Dans une administration longtemps gangrenée par les circuits parallèles, l’opacité décisionnelle et l’absence de contrôle interne réel, Adolphe Muzito impose une rupture ferme.
Le Vice-Premier ministre du Budget change les règles du jeu : la conformité devient obligatoire, la discipline incontournable et la transparence non négociable. Désormais, aucun acte n’est validé sans trace, aucune dépense sans procédure. Une révolution administrative qui laisse des preuves vérifiables à chaque étape.
Muzito verrouille la chaîne de décision
Sous son impulsion, l’ère des instructions improvisées est terminée. Toute action doit être juridiquement fondée.
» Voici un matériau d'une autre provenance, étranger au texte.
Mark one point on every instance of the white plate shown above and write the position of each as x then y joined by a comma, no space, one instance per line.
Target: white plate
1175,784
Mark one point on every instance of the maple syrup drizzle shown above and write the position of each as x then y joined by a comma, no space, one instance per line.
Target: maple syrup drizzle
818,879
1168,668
Les dossiers incomplets ? Rejetés automatiquement.
Les promotions, permutations ou engagements sans base légale ? Suspendus, sans état d’âme.
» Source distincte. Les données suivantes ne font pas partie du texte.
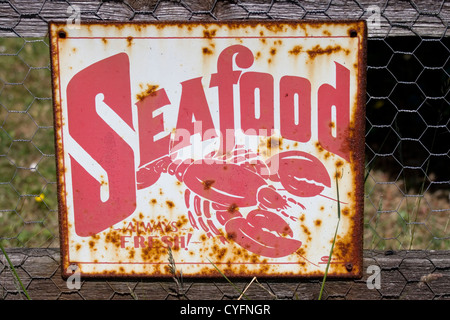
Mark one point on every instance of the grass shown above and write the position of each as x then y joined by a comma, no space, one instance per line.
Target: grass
13,270
334,239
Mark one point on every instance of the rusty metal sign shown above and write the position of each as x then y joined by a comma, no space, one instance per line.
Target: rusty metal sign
238,146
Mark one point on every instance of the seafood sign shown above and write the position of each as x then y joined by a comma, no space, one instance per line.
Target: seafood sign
237,146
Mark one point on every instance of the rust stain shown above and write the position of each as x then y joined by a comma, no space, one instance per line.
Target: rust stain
170,204
158,251
296,50
318,50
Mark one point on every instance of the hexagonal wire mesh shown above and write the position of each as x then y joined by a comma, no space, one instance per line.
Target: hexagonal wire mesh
407,132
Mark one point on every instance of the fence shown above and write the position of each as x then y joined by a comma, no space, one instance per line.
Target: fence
407,148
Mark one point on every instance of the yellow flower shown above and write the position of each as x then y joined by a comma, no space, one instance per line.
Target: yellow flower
40,198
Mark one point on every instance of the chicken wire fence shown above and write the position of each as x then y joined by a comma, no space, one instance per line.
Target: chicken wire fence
407,109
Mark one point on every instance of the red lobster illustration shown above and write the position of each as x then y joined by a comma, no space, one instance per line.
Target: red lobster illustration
226,185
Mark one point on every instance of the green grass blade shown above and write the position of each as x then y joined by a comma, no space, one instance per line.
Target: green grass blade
334,241
11,266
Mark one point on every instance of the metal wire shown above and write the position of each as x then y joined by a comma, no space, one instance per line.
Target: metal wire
407,111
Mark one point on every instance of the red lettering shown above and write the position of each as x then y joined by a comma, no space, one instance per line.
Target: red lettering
149,126
224,80
256,94
111,78
193,105
139,241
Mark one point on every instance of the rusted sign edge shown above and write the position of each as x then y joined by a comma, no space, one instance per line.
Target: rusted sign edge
357,143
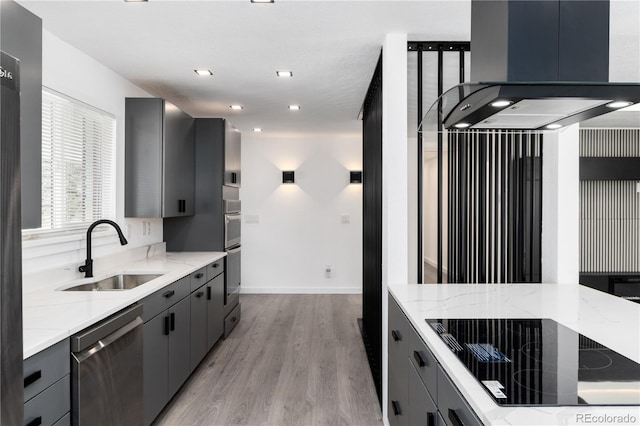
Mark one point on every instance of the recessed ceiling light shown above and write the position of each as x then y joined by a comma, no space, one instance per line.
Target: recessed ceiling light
203,72
619,104
500,104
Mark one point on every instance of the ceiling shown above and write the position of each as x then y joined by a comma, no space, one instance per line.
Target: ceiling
331,46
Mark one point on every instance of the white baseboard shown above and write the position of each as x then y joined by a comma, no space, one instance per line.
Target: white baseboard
435,264
300,290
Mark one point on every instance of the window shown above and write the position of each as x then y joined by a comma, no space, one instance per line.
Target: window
77,163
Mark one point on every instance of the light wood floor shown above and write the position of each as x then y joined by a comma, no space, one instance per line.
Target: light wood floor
292,360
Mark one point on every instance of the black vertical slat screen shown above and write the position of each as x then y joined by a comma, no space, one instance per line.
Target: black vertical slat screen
496,202
372,227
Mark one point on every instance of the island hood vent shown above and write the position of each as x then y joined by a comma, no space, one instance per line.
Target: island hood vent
538,65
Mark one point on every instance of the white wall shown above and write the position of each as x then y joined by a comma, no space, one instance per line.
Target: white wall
561,206
290,232
395,185
73,73
430,203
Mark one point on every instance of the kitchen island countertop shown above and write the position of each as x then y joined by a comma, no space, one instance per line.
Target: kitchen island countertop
609,320
50,315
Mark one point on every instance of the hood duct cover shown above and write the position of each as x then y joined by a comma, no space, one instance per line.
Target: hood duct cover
544,64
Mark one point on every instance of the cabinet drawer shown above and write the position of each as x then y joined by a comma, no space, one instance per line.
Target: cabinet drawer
198,279
214,269
166,297
424,362
45,368
452,405
422,409
398,399
50,405
398,334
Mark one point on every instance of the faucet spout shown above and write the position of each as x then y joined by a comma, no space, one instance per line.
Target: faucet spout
87,268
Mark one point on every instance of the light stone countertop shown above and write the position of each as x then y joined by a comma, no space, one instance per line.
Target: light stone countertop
609,320
50,315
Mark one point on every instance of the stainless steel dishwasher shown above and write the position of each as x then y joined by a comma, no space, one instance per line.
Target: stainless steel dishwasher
106,371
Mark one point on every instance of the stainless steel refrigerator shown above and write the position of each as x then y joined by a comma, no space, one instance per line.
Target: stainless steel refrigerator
11,381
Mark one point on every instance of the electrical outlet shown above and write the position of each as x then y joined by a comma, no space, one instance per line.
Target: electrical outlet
327,271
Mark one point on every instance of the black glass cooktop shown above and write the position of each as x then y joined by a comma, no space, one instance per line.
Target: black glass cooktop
540,362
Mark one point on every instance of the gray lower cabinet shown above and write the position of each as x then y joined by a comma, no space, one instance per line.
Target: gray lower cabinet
420,392
422,409
47,386
167,358
215,310
198,326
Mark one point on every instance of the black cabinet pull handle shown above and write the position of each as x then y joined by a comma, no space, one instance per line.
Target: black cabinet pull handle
419,358
35,422
396,408
32,378
453,416
166,326
431,419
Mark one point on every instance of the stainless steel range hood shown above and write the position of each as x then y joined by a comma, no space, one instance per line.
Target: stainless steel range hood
540,65
527,105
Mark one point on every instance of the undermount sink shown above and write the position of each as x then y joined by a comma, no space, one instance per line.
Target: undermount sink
116,282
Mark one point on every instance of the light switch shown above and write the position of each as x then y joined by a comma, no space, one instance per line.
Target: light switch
251,218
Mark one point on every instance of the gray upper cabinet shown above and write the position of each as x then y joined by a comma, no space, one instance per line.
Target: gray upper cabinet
159,159
231,156
21,37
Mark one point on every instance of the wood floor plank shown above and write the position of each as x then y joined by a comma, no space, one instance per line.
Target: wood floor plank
292,360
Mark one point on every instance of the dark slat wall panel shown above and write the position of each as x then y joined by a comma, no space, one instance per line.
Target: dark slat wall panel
609,209
495,194
372,227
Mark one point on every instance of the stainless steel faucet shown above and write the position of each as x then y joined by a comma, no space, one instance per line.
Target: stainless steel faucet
87,268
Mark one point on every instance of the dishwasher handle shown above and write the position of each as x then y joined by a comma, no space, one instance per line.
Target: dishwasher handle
89,337
103,343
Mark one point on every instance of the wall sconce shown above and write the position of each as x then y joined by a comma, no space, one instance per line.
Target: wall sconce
288,176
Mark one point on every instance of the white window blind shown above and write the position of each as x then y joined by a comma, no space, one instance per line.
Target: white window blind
77,163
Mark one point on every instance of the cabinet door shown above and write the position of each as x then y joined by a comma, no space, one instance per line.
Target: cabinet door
179,345
156,358
179,163
231,155
215,310
198,326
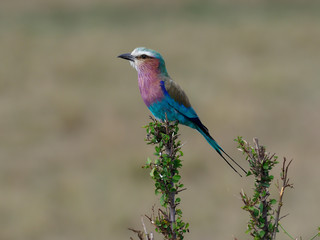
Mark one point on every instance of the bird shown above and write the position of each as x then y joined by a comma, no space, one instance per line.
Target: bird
165,98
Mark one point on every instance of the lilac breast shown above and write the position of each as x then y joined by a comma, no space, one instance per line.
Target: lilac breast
150,88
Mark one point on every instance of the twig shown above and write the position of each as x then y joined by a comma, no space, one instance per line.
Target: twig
285,184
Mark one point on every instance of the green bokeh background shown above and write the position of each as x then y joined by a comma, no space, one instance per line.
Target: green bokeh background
71,145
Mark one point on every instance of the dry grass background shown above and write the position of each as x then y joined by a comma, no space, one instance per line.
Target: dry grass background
71,141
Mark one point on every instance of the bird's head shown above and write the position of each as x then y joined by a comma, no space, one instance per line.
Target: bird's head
144,59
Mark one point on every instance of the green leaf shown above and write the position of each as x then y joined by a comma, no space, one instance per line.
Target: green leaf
262,233
152,172
176,178
273,201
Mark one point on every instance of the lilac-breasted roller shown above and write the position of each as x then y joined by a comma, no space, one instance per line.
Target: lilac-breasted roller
164,97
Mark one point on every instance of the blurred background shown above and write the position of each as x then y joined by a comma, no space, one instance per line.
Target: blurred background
72,143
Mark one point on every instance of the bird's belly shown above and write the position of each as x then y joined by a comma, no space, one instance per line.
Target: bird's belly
161,110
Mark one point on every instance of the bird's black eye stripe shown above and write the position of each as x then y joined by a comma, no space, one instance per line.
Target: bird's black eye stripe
143,56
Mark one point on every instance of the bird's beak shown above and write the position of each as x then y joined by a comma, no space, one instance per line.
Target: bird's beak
127,56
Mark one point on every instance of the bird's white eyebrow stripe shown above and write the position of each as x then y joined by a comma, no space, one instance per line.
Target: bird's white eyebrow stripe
139,52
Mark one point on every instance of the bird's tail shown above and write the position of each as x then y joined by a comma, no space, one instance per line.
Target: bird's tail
204,132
Une source interne confirme :
« Plusieurs décisions administratives soumises au VPM ont été renvoyées faute de conformité au statut des agents de l’État. »
Longtemps considéré comme l’un des ministères les plus exposés aux pressions politiques et aux dépenses non maîtrisées, le Budget est désormais doté d’un filtre strict :
- Aucun engagement sans dossier complet et traçable ;
- Visas budgétaires contrôlés ligne par ligne ;
- Dépenses hors procédure rejetées ;
- Rapport préalable obligatoire de la DGTCP.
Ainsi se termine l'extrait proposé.